There are many questions about the data. A test of how this network operated was shown when, on the Deep Web, some unfaithful employee of the platform uncovered more than 30 thousand categories that Facebook used to characterize its users. Those 30,000 categories are very reminiscent of a story by Borges – John Wilkins’ analytical language – which in turn was used by Michel Foucault as a preface for his anthological book “The Words and the Things”.
In this tale, Borges is talking about a Chinese encyclopedia, which lists the animals that make up the universe and that include:
“(a) those that belong to the Emperor, (b) embalmed ones, (c) those that are trained, (d) suckling pigs, (e) mermaids, (f) fabulous ones, (g) stray dogs, (h) those that are included in the present classification, (i) those that tremble as if they are mad, (j) innumerable ones, (k) those drawn with a very fine camelhair brush, (l) others, (m) those that have just broken a flower vase, (n) those that look like flies from a long way off.”
The game and the joke in Borges’s story actually makes us think about the arbitrariness of classifications, but also the inevitability of their use.
Data as inspiration
That said, the use of data as a source of inspiration to innovate leaves us with a lot of questions – what does the data mean, what are the biases and how do you interpret it?
Looking at the data and the insights which can be prized from it can give us something invaluable – the reading of trends.
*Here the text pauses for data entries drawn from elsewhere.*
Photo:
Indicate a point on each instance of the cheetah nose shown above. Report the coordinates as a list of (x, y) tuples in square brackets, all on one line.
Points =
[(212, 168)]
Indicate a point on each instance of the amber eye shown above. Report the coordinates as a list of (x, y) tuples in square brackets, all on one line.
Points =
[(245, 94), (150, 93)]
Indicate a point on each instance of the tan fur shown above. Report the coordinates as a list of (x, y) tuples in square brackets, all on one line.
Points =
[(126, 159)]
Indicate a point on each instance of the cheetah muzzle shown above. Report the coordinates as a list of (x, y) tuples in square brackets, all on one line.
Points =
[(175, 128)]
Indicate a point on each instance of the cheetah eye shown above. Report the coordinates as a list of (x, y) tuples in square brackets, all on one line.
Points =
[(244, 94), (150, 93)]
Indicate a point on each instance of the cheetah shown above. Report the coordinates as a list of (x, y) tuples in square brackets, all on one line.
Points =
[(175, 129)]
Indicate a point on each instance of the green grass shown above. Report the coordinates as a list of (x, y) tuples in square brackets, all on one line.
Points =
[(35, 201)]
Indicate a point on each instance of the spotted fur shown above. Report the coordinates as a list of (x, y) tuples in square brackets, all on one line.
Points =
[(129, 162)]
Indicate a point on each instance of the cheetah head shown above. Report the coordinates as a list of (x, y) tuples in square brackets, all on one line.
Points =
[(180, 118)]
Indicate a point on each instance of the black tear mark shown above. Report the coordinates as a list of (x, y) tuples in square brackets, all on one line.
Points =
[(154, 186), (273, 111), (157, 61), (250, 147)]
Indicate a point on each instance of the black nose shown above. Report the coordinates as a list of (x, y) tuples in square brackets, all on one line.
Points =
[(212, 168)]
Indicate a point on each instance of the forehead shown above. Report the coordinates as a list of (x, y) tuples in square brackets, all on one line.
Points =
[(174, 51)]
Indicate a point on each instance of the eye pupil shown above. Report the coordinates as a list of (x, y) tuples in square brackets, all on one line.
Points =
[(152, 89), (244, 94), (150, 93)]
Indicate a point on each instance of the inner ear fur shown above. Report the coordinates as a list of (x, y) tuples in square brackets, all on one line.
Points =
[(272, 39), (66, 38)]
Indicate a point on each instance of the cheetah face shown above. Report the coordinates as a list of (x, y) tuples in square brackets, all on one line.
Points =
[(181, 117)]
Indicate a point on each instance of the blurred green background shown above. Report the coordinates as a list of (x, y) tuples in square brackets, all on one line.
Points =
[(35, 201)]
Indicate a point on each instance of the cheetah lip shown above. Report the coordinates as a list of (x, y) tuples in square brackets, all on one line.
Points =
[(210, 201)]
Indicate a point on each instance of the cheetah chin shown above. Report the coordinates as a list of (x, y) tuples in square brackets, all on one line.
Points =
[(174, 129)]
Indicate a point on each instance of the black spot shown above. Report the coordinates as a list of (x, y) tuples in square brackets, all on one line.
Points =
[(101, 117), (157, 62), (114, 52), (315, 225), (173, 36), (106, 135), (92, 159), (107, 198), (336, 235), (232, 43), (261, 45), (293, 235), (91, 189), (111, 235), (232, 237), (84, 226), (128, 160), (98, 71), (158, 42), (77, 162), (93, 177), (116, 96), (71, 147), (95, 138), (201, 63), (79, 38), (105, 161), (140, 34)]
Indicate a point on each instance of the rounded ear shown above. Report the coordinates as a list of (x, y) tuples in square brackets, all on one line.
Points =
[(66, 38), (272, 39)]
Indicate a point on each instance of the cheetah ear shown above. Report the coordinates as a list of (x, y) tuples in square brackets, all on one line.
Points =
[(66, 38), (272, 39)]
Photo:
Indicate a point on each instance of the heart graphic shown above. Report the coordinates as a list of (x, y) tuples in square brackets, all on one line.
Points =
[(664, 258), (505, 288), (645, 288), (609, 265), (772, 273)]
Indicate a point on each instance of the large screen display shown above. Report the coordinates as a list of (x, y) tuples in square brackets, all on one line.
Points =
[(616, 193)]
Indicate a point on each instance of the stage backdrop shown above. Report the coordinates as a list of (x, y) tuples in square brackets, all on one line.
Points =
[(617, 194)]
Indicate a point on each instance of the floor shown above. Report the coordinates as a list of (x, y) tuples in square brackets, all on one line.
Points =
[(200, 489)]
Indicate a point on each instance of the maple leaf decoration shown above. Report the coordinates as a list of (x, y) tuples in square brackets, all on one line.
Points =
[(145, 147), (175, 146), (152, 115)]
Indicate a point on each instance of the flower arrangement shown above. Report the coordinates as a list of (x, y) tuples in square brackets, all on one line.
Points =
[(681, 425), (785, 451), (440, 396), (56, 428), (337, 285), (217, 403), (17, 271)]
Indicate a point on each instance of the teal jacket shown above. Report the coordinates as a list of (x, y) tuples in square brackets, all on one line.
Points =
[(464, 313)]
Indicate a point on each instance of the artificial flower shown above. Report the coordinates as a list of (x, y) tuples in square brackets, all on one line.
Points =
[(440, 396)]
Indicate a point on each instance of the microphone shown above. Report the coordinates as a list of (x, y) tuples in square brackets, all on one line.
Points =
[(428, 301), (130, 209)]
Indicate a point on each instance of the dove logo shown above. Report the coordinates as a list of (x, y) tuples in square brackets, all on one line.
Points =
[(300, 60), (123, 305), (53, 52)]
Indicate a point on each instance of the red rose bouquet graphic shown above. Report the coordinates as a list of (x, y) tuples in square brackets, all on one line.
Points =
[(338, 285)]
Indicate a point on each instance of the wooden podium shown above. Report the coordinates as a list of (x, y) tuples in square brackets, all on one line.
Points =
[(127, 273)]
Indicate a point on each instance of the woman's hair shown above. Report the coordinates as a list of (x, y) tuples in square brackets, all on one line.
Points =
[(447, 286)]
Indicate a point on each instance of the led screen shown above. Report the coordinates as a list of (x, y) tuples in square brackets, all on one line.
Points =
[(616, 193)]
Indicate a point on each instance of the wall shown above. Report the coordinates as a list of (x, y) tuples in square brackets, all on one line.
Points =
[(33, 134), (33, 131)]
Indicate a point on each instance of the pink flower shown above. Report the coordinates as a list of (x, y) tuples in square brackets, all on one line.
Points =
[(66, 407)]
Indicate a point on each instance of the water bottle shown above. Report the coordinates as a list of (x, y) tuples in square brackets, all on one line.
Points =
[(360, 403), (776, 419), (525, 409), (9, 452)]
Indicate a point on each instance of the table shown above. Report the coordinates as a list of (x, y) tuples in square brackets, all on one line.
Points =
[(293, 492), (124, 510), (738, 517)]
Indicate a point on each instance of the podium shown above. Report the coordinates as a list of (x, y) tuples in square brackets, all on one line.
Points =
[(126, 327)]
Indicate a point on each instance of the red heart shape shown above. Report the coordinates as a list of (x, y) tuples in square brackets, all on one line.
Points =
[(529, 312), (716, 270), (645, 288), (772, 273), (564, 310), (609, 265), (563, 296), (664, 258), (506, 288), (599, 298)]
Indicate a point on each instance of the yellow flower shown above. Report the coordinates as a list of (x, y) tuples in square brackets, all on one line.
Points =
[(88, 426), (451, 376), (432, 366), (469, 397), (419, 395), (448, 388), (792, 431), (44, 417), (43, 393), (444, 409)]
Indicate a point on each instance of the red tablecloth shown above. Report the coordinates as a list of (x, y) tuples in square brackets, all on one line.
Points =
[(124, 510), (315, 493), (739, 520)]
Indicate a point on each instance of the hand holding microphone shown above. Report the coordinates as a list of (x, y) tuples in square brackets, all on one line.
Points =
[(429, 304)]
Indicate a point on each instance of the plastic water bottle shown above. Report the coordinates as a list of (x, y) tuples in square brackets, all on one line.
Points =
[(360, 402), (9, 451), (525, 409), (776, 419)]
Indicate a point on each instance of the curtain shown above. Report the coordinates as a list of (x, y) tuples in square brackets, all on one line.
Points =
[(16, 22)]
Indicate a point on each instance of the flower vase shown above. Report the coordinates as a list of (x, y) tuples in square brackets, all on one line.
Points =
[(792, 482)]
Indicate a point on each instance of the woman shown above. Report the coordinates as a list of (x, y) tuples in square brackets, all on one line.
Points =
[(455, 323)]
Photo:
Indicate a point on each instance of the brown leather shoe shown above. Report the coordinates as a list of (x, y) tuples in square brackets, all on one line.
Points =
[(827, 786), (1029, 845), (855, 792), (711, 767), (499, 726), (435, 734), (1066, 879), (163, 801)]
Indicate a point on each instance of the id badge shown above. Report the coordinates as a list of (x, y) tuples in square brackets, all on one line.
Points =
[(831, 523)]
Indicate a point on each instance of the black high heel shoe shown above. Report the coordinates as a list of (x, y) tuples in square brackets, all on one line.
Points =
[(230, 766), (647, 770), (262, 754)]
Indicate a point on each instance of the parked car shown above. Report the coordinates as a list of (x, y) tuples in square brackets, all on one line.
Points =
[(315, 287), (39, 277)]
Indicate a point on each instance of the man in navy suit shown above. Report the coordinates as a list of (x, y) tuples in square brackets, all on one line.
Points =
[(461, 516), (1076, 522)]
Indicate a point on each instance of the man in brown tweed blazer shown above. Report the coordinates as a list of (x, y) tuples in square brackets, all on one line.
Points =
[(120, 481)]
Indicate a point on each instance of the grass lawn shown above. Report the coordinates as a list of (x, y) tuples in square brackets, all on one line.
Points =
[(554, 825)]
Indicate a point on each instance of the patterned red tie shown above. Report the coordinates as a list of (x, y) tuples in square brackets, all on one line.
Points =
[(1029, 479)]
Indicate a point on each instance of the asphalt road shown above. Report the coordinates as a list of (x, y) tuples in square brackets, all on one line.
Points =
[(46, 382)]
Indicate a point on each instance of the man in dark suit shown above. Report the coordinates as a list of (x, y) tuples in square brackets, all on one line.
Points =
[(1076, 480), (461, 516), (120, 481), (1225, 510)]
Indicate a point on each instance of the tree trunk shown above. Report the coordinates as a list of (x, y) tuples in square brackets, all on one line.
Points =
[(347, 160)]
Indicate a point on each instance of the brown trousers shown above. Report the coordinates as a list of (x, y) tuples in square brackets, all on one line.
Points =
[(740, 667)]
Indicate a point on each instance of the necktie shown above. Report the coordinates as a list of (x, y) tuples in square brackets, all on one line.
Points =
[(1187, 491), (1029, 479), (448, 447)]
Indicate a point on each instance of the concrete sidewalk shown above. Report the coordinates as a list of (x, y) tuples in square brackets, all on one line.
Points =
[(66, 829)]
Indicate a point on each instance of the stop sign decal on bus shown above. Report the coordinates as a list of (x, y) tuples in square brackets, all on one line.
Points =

Much of our work today consists not only of understanding the present but also the ability to read where the market and human behavior is going. Today, thanks to technology, we have a very fast understanding of data sets which allows us to simultaneously be able to look backward and, therefore, look forward. From all this, at least two interesting opportunities emerge: the first is the construction of possible scenarios, and the second is to think about the possibility of the generation of new biases which bring more human insight into our daily work.
The challenge is to add trained analysts in different social disciplines who can correctly interpret this data. It will be necessary to understand who these analysts are, where they are and what type of training these specialists need. In time they may well form the creation not of a new discipline but of a new category of analyst.
When it comes to thinking innovatively about product insights, an article from 2008 by Thomas Friedman on the eve of the financial crisis wrote a memorable paragraph about the automakers crisis: “Over the years, Detroit bosses kept repeating: “We have to make the cars people want.” That’s why they’re in trouble. Their job is to make the cars people don’t know they want but will buy like crazy when they see them. I would have been happy with my Sony Walkman had Apple not invented the iPod. Now I can’t live without my iPod. I didn’t know I wanted it, but Apple did. Same with my Toyota hybrid.”
This NYTimes paragraph reinforces that interpreting insights well is not enough to make good products or advertisements.
Going forward, we are probably facing several interesting challenges when it comes to the digital world of marketing, research and advertising. With the Google announcement of a ‘cookieless’ world as of 2022, large advertisers are going to have to choose two unavoidable paths: use the information from the large platforms and be content with it or slowly start collecting your own data (many large advertisers are already doing this) and use this data to understand the audience. Undoubtedly, a huge opportunity opens up for researchers, planners, and advertising who will be able to own their own insights build their own future scenarios and other products linked to the correct interpretation of trends.
With the accumulation of user data and potentially new technologies that may arise, countless opportunities will become apparent. Focus on evaluating and re-evaluating the cognitive biases within the data that we currently have, could provide us with sources of knowledge never seen before. This is what is exciting about the profession in which we are all involved, sometimes it seems that everything has been measured, but then technology opens up new paths to knowledge, methodologies and research that we never imagined we would see.
Thomas Friedman: “Cars, Kabul and Banks”, New York Times, December 13, 2008.
Foucault, Michel, Les mots et le choses, Gallimard, 1990.
Jorge luis Borges: “The Analytical language of John Wilkins” from “Other Inquisitions”, Emecé 1953.
Journalism, Media, and Technology Trends and Predictions 2021, Nic Newman, Reuters Institute, Oxford University, January 2021.